Hi there, they are doing very well thanks for asking, I was gonna post a pic of them eating in my yard but imageshack isn´t working for me right now

and yes is not lettuce there, I heard that lettuce is not good for them


----------



## Dumaw (Jan 31, 2007)

now its working, here they are, eating some banana after they took a long walk exploring my house, they love to explore hehehe
and they love to do some burrows so they are always covered in dirt lol


----------



## AneesasMuse (Jan 31, 2007)

They are adorable and it looks like their growth is very smooth. 

I'm still waiting to hear whether the little rescue kid is coming for a visit or not. I guess I will know something tomorrow. I'm all set, however it turns out, and now that I've asked a gazillion questions and done some research... I want one for myself, so I may be looking for one or two to purchase soon. 

My hubby is a big fan of tortoises too, so that is a bonus if I end up with them.


----------



## Tleilaxu (Feb 4, 2007)

If you work with them enough and handle/pet them enough they will become like dogs and follow you around for a scratch and a treat...


----------



## AneesasMuse (Feb 4, 2007)

Tleilaxu said:


> If you work with them enough and handle/pet them enough they will become like dogs and follow you around for a scratch and a treat...

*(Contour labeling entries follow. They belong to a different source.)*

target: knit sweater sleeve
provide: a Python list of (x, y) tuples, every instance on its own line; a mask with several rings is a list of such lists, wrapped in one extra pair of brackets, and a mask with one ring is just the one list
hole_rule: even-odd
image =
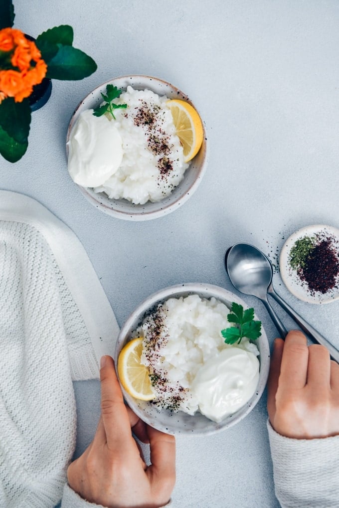
[[(166, 508), (170, 508), (173, 505), (171, 500), (167, 503)], [(95, 503), (90, 503), (86, 501), (75, 492), (71, 488), (68, 484), (65, 484), (64, 488), (64, 495), (61, 503), (61, 508), (106, 508), (102, 504), (96, 504)], [(164, 507), (160, 507), (164, 508)]]
[(339, 435), (295, 439), (267, 422), (275, 495), (282, 508), (337, 508)]

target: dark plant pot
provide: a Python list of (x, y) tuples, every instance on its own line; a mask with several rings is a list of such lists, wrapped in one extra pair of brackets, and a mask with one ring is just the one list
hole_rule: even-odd
[(52, 80), (44, 78), (41, 83), (33, 87), (33, 91), (28, 97), (29, 105), (32, 111), (42, 108), (51, 96), (52, 92)]
[[(35, 42), (36, 39), (30, 35), (25, 34), (29, 41)], [(48, 78), (44, 78), (41, 83), (35, 85), (33, 87), (33, 91), (28, 97), (30, 109), (32, 111), (36, 111), (37, 109), (42, 108), (51, 96), (52, 93), (52, 80)]]

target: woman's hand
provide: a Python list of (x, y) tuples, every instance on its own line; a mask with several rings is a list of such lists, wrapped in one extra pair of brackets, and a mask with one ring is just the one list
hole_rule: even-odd
[[(146, 425), (125, 405), (109, 356), (102, 358), (100, 379), (101, 416), (93, 441), (68, 468), (70, 486), (87, 501), (109, 508), (166, 504), (175, 481), (174, 437)], [(151, 465), (132, 430), (149, 443)]]
[(307, 347), (301, 332), (276, 339), (267, 409), (279, 434), (297, 439), (339, 434), (339, 365), (324, 346)]

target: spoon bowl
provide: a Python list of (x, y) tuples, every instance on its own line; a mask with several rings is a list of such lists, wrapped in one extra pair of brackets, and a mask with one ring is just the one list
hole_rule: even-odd
[(257, 248), (247, 243), (234, 245), (226, 252), (225, 267), (238, 291), (265, 298), (273, 270), (268, 259)]
[(267, 300), (267, 290), (273, 275), (268, 258), (253, 245), (237, 243), (226, 251), (225, 267), (236, 289), (261, 300), (280, 335), (285, 338), (287, 330)]

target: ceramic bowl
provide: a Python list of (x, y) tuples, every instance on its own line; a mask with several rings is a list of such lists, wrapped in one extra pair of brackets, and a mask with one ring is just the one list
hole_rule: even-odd
[[(151, 312), (157, 306), (171, 297), (179, 298), (197, 294), (201, 298), (215, 298), (230, 308), (232, 302), (241, 304), (244, 308), (248, 306), (235, 295), (222, 288), (208, 284), (180, 284), (171, 286), (159, 291), (142, 302), (129, 316), (121, 329), (118, 336), (114, 358), (118, 358), (125, 344), (131, 338), (132, 332), (143, 322), (146, 315)], [(256, 317), (257, 319), (258, 318)], [(242, 408), (229, 416), (220, 423), (209, 420), (200, 412), (191, 416), (179, 411), (172, 412), (163, 409), (159, 411), (151, 402), (138, 400), (129, 395), (122, 388), (125, 400), (133, 411), (142, 420), (152, 427), (170, 434), (189, 434), (195, 435), (212, 434), (227, 429), (238, 423), (250, 412), (261, 397), (268, 375), (269, 367), (269, 347), (264, 330), (256, 341), (259, 350), (260, 371), (259, 380), (256, 392), (252, 399)], [(117, 362), (116, 361), (116, 367)]]
[(325, 294), (310, 291), (307, 283), (300, 279), (296, 270), (293, 269), (290, 264), (291, 249), (297, 240), (305, 236), (312, 237), (317, 234), (332, 238), (333, 248), (339, 259), (339, 229), (322, 224), (307, 226), (291, 235), (283, 246), (279, 259), (280, 274), (287, 289), (299, 300), (309, 303), (330, 303), (339, 299), (339, 277), (336, 278), (335, 287)]
[[(169, 99), (186, 101), (197, 109), (186, 93), (167, 81), (146, 76), (121, 76), (100, 85), (79, 104), (70, 122), (67, 131), (67, 141), (79, 115), (84, 110), (96, 108), (102, 102), (101, 93), (106, 91), (106, 86), (109, 84), (124, 90), (129, 85), (137, 90), (147, 88), (159, 95), (166, 95)], [(206, 170), (208, 144), (203, 122), (203, 129), (204, 132), (201, 148), (185, 171), (183, 180), (169, 196), (161, 201), (157, 203), (148, 202), (144, 205), (135, 205), (125, 199), (110, 199), (104, 193), (98, 194), (93, 188), (78, 185), (79, 189), (94, 206), (108, 215), (118, 218), (128, 220), (147, 220), (173, 212), (183, 204), (196, 190)], [(68, 153), (67, 144), (66, 151)]]

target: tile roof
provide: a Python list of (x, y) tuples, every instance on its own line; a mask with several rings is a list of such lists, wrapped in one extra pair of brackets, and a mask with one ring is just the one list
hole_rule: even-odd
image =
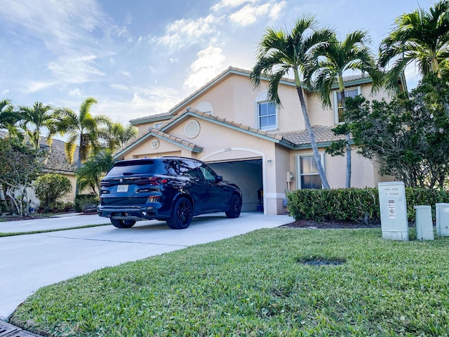
[(178, 137), (170, 135), (169, 133), (166, 133), (165, 132), (161, 131), (161, 130), (156, 128), (150, 128), (148, 130), (148, 132), (149, 133), (151, 133), (153, 136), (159, 136), (159, 138), (164, 138), (168, 140), (170, 140), (172, 142), (175, 142), (182, 145), (184, 145), (185, 147), (187, 147), (194, 151), (201, 152), (203, 150), (202, 146), (197, 145), (196, 144), (191, 143), (188, 140), (185, 140), (182, 138), (180, 138)]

I found this out as a kid with many box turtles and one very big tortoise (still don't know what it was specifically)... they would follow me all over the place! In the yard, in the house... the tortoise, anyway... and just everywhere. My Dad used to laugh and say, "here comes your turtle brigade... ". I think they would tell their friends about me.  



Well, I'm still waiting for Jubati to get her release. I didn't get a call yesterday, so I'll call today. I'm getting frustrated cuz I know her care is not improving while they're "lolly gaggin' " around with doing the paper work. If I had asked them for the tortoise, I could justify the delay... kind of. But _they_ asked me, so it isn't right!! :evil:


----------



## AneesasMuse (Feb 5, 2007)

*The little Cherry Head is here...*

"Joob" was released to me this afternoon. She's set up in her new rehab enclosure. I'm slowly getting her temps and humidity up to where they should be... don't wanna stress her out with any drastic changes. 

She's very friendly and seems to know that I want to help her. She even pee'd in my lap already... that's "love", right?  

Keep us in your "good thoughts" and prayers and stuff. I'm sure we'll be needing it. I'll try to get a pic up of Jubati soon... my camera is still a flake!


~Aminah


----------



## Tleilaxu (Feb 7, 2007)

Keep us updated with pics if you will.


----------



## AneesasMuse (Feb 7, 2007)

Do you have a spare camera I can use? My new pc doesn't like mine and vet bills, food, etc. is preventing me from rushing out to buy a new one.  

How about unillustrated updates?


----------



## Tleilaxu (Feb 7, 2007)

Yeah that works.. hey you can DRAW what happened


----------